At the start of 2017, fund buyers were positioning for a value rally in the asset class. It hasn’t quite worked out that way, even though bank stocks rallied in April and early May on the back of the election of Emmanuel Macron, a former banker, as France’s new president. But year-to-date, growth stocks have continued to outperform their value counterparts.
Growth has the edge
And that shows, when looking at the year-to-date performance tables: roughly 40% of the 35 top-decile performing European equity funds are growth funds, though they make up less than 12% of the total sample. By contrast, value funds account for less than 9% of top-decile funds, even though they have a similar number of representatives in the sample.
But which European equity fund has performed best year-to-date? The fund has an obscure name, at least for those who are not familiar with the Finnish language: it’s the Säästöpankki Eurooppa fund, which has returned 15.8% year-to-date. The fund has no style bias, investing across sectors in European equities. But it has an overweight to quality/growth names, having an allocation of about 37% to consumer staples and consumer discretionary (versus 24% for its MSCI Europe benchmark).
The best-scoring funds that are classified as ‘value funds’ by Morningstar (the BG Long Term Value Fund and the Acadian European Equity Fund) aren’t actually exactly that, since they both have a strong overweight to information technology, which isn’t quite a value sector. Both funds have large allocations to financials too, which also helps to explain their outperformance.
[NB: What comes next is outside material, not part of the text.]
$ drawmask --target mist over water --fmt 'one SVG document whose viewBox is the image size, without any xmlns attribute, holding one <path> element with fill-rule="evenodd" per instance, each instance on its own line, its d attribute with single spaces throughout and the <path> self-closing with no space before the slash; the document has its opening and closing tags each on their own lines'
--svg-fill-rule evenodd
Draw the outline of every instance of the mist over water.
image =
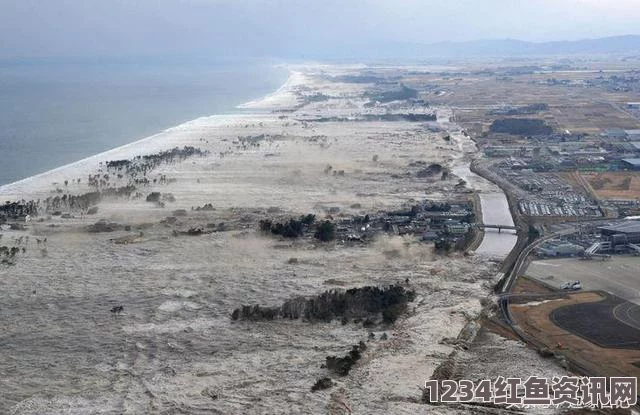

That leaves us to the all-important question: have the European equity funds that outperformed this year also been doing that in previous years?
We know from previous Expert Investor research that very few European equity funds consistently outperform their peers, but the top-performing funds are surprisingly consistent in maintaining outperformance: seven out of the eight top-10 funds with a track record of more than three years have outperformed their peer group average over the past three years. And most have done so by a large margin.
Two of these funds (the Wellington Strategic European Equity Fund and the aforementioned Säästöpankki Eurooppa fund) claim a top-10 spot over three years too, having recorded annualised returns of 13.6% and 12.3% respectively. Of the six remaining funds, four also rank top-quartile over three years, another one is second-quartile, and just one has underperformed the majority of its peers over the past three years.
This shows that the European equity funds that did best during the first 6.5 months of the year also among those that have outperformed the bulk of their peers over the longer term.